President Bashar Al-Assad of Syria

Lawyers have filed the first cases against Syria’s President Bashar al-Assad at the International Criminal Court (ICC) in The Hague.

The lawsuits were submitted on behalf of 28 Syrian refugees in Jordan who claim they were forced to leave Syria.

The human rights lawyers are calling on the ICC to investigate possible crimes against humanity committed since the Syrian revolution began in 2011.

The civil war has left more than 500,000 people dead and millions displaced.

Syria is not a party to the Rome Statute, the treaty which created the ICC, meaning that it has not been possible to bring an international criminal case against its government.

However, lawyers have used a recent ICC ruling on Rohingya Muslim refugees in Bangladesh to launch two lawsuits last week.

In September 2018, judges ruled that while Myanmar is not a member of the court, Bangladesh is, and that because part of the alleged crime happened on Bangladeshi territory the prosecutor does have jurisdiction.

Last week’s lawsuits were filed based on the same principle that the 28 Syrian claimants fled to Jordan, which does fall within the ICC’s jurisdiction.

Victim testimonials stated that they were tortured, bombed and shot at, which forms a substantial part of the evidence that has been submitted.

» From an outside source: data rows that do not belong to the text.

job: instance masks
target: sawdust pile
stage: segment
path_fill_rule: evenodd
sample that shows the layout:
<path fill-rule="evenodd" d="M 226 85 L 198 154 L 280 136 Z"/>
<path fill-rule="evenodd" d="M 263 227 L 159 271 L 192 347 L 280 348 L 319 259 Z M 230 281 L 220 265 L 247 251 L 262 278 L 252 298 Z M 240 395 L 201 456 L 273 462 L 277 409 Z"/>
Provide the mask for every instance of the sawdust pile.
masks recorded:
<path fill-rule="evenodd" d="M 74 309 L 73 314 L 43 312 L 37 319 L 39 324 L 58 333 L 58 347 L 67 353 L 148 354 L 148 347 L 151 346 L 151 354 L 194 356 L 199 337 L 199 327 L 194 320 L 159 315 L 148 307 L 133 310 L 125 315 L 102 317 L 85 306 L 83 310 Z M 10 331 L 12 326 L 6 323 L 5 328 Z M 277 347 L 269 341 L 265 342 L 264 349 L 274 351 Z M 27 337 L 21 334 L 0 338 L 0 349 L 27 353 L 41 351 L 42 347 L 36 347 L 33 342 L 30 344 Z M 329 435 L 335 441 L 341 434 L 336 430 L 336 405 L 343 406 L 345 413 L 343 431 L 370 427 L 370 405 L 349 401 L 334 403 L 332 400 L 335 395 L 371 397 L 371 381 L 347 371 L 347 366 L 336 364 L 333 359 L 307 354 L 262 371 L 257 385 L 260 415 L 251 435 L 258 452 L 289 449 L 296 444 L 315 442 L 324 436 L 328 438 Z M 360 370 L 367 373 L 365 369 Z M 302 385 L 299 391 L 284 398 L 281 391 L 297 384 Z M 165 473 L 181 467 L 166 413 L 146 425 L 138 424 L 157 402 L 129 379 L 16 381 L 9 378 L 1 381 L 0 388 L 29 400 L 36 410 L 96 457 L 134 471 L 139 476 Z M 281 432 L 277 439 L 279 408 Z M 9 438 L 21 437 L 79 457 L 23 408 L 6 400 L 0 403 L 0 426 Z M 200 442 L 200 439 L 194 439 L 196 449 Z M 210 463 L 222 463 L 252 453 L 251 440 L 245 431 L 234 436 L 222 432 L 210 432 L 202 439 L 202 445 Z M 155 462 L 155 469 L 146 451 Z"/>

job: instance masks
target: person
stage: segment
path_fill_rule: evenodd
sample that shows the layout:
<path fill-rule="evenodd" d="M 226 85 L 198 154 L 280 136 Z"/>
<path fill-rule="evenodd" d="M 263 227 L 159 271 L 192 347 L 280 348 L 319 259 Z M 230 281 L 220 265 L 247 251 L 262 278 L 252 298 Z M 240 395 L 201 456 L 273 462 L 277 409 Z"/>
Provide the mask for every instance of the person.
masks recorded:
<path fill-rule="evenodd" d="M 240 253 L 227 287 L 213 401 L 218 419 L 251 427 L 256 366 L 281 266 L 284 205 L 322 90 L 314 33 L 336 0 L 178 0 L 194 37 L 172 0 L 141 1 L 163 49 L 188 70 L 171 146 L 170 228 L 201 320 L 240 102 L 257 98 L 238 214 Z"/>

The first case was filed on Monday 25 February by the Guernica Centre for International Justice and the second was filed on Thursday 28 February by a team of British human rights lawyers.

Rodney Dixon QC, who is leading the legal team that filed last Thursday’s lawsuit, said the case represented “a genuine breakthrough for the Syrian victims”.

“There is a jurisdictional gateway that has opened up finally for the ICC prosecutor to investigate the perpetrators who are most responsible,” Mr Dixon added.

Previous attempts at prosecuting President Assad and members of his regime were unsuccessful because the ICC had not accepted it has jurisdiction over Syria.